Monday, September 12, 2022

Gentle Unpacking

How do you tolerate intolerance? One of the idea-tools I find useful from Yogic philosophy is Ishwara. It roughly translates as “God understood as a person” in contrast to an impersonal, impossible to reduce to words, transcendent “explanation”. Your Ishwara then becomes the closest you can possibly come to an explanation. Your Ishwara and mine can co-exist because they are imperfect and thus compatible. 

Unless of course you insist that mine can’t exist, and your way is the correct way, and I am not willing to accept the binary you are imposing. If me not saying you are wrong or I am wrong, is seen by you as saying you are wrong! I am not allowed to have a “believe what you want as long as it doesn’t impose on me” view. 

There are some impositions we can’t avoid. Some joint decisions we must make. Sometimes you have to come up with pragmatic hacks. “I am going to be as tolerant as possible, but I am going to have boundaries”. 

I like the idea of unconditional love, for example. But what can happen if you gift someone that love, is they come at you hard to test those boundaries.
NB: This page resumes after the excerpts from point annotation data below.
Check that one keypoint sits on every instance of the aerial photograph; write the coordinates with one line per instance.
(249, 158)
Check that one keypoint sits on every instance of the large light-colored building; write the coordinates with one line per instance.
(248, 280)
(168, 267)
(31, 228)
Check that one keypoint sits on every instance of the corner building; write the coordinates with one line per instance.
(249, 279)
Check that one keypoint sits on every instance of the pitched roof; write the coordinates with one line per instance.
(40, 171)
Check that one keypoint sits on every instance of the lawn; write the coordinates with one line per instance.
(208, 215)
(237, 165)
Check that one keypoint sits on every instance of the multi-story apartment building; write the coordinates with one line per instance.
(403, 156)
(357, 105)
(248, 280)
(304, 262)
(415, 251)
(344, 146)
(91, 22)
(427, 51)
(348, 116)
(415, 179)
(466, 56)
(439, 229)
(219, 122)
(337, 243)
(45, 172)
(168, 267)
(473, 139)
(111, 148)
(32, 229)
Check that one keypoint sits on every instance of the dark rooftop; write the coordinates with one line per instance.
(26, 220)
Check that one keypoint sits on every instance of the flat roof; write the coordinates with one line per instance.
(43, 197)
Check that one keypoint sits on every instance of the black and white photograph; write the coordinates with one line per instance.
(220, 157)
Holding space for someone still needs to include the paradoxic condition of them being loved but no longer involved. 

That is hard when you have a story you tell about yourself. Reality seldom permits completely consistent stories. Real life is a messy combination of learning and unlearning. Everything that happens challenges our story. We have to hold and release to create. We look for answers, while needing to make peace with constantly improving our questions. 

Gently unpacking issues that may never reach resolution.